After a certain capacity, does more really make any difference? There are only so many angles, lighting options and costumes for dick pics.
Some people literally never take photos off the card, only keep them on their camera.
I can’t figure those people out either.
1TB SD card puts one sixth of Wikipedia in your camera
ugh, this is the U2 auto-download debacle all over again. Do I at least get to choose which sixth?
I just sent my mother a zip of every photo she had ever taken with one camera. It had years of stuff, enough that it took minutes to upload. She’s actually reasonably technically competent when she feels like it, and she’d have been pretty upset if she lost all the photos—I’m baffled.
These are the same people that would call our desktop support office to try to get their storage space increased so they didn’t have to delete any of their 4 gigs of email. (Actually the base storage was 2 gigs, but they’d already had that increased once …)
I’m confused. Where exactly are we getting an indication that Wikipedia is 6TB? I keep a copy (with pictures!) from www.kiwix.org on me most of the time, and it usually runs something like 50-60GB. Maybe the 6TB is with a complete copy of the edit history or something?
1TB I remember when that was a big deal. Now my toast has that much. When I can get it to stop trying to take over the kitchen. DON’T OPEN THE SAFE.
I love doing the physical comparison to the 64Kb (128Kb double-sided) 5.25" floppies I used at University in the 80s (under Thatcher). A bookshelf ~8km long would hold enough to match a 1Tb SD card.
Having recently had a weeks old 128GB card just flat out die on me (unmountable on any device) I have to say I’d be wary of a terabyte version. It costs at least a $1000 to have a company wire around a dead controller to the memory chips themselves on a 128GB card to, hopefully, pull the data off. If it is even possible to do on a terabyte card, the cost would be perhaps $10,000, as the companies charge opportunistically.
I’m not quit sure why this is; but some brains appear to short-circuit at the idea that a ‘camera’ can become a ‘disk drive’ when you plug it in to a computer.
What’s really weird is the people who are OK with flash drives; but still can’t accept that a camera will just appear as a flash drive with the pictures you’ve taken stored on it.

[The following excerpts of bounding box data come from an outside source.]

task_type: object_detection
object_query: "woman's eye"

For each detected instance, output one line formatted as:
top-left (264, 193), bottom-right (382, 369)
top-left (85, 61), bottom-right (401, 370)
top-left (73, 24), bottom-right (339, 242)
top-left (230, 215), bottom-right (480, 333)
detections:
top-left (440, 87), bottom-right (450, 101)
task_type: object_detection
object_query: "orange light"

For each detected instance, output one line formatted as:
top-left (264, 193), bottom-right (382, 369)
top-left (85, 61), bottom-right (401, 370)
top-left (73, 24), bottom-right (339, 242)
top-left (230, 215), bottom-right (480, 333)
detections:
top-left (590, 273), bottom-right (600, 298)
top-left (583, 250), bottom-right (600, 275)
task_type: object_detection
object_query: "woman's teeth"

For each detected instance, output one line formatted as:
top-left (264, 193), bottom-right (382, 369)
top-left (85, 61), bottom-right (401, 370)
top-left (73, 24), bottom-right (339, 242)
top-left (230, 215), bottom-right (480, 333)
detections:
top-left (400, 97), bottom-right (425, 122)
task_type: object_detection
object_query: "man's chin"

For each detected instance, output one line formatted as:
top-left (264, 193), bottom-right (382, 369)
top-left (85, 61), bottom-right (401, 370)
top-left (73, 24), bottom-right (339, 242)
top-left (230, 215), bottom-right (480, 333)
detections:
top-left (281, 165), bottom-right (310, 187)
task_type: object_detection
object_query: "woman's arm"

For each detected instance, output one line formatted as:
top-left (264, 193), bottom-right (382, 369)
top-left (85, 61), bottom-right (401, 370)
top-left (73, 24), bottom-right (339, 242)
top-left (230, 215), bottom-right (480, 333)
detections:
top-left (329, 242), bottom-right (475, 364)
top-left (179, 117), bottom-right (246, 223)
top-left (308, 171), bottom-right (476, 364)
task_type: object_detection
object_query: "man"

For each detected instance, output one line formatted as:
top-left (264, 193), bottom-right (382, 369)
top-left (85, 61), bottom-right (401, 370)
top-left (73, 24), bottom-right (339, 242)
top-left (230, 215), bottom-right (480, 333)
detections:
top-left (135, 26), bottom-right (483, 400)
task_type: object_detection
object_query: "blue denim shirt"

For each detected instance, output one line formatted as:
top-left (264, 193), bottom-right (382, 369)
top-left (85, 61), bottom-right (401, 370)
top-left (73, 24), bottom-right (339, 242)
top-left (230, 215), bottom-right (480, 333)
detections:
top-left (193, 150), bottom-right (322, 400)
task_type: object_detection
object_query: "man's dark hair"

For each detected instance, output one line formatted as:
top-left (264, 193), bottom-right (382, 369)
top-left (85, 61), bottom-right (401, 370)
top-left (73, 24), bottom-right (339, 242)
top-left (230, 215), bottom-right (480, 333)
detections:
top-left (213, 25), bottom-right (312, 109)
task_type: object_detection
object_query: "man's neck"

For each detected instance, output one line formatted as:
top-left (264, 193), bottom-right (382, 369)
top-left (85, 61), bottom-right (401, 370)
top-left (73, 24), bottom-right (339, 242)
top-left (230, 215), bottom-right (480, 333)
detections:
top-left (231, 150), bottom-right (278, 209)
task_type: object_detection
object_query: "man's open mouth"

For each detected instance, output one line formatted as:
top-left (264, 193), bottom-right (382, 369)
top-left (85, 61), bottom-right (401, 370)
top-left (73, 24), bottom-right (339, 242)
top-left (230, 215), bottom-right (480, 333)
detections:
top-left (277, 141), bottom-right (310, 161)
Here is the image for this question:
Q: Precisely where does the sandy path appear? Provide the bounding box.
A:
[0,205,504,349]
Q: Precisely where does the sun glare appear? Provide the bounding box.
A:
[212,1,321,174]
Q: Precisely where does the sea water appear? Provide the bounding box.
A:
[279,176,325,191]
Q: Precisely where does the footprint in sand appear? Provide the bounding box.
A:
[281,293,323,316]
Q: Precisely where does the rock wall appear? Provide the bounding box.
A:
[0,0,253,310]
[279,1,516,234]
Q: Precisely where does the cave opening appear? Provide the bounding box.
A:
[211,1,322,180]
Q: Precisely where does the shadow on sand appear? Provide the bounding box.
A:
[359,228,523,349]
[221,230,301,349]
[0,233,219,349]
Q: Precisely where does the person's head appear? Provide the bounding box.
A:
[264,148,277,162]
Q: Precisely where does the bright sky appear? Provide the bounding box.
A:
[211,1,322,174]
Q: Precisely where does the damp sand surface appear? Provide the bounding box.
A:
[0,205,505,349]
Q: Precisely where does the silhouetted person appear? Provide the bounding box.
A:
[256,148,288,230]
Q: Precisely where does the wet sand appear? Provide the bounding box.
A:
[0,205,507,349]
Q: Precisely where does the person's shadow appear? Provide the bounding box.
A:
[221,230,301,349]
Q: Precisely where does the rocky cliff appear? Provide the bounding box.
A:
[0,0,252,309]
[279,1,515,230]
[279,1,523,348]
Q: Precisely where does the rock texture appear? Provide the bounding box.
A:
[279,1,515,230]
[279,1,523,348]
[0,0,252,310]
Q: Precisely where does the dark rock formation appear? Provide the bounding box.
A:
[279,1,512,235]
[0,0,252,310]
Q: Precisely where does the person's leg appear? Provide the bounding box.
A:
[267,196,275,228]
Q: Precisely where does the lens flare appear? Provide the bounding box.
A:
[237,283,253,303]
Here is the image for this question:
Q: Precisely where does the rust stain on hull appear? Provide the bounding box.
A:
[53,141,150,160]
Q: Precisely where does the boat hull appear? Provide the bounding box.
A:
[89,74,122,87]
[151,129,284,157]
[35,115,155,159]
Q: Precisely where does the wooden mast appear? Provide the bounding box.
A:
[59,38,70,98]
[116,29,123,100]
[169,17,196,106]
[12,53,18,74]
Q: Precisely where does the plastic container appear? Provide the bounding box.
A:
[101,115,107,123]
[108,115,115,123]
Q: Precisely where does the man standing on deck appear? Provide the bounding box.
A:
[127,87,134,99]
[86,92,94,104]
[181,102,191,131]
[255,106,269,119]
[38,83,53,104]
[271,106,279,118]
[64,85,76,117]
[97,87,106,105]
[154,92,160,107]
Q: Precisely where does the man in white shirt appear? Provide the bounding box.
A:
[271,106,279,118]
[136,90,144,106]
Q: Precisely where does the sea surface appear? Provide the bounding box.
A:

I have tried, at some length, to comprehend this; and it defies me.
I used to plug my camera in to download images, but was driven a bit nutty by the image download/management software (that I didn’t want to use) it would automatically trigger . Maybe that’s what freaks them out. I am am much happier to just slip the card out, and into the SD-card slot on my MBP. Then Lightroom to drag them in, and I’m done. Much faster, too.
Annoyingly, mounting an SD card on a Mac always launches the Apple Photos app, even when you only ever want to use Lightroom. It is not optional and there is no method in the OSX UI to turn off this default behavior.
That sentence was extremely confusing to me. Took me like 5 reads before I could grok it.
I guess that’s what people mean when they tell me Apple stuff “just works.”
They never mention that it “just works well”…
That’s actually a pretty damn impressive bit of tech there. How does it get the 3.3V to the card, I wonder.
Oh, it just works, the way Apple wants it to. What you want doesn’t necessarily matter. Simplifying the OS often means removing features you actually like. For instance, you can tag OS file folders with colors to mnemonically organize them. Except to clean up the look of the OS, the tag color no longer colors the folder icon, instead you get a separate column with a colored dot. The farther you remove the mnemonic color from the folder, the less mnemonic it is. Grrr…
But, let’s not pretend that Microsoft doesn’t do similar user hostile things, too.
I suppose, but there’s generally a large enough user base that someone writes a script that I can use to get around it.
However, every time I put in a SD card it fires up Lightroom and jumps to the import dialog. Because I told it to once and that’s that.
I don’t know how kiwix packages its representation of Wikipedia, but that 6TB could be the size without any compression. Since Wikipedia is mostly text 80+% compression is definitely feasible.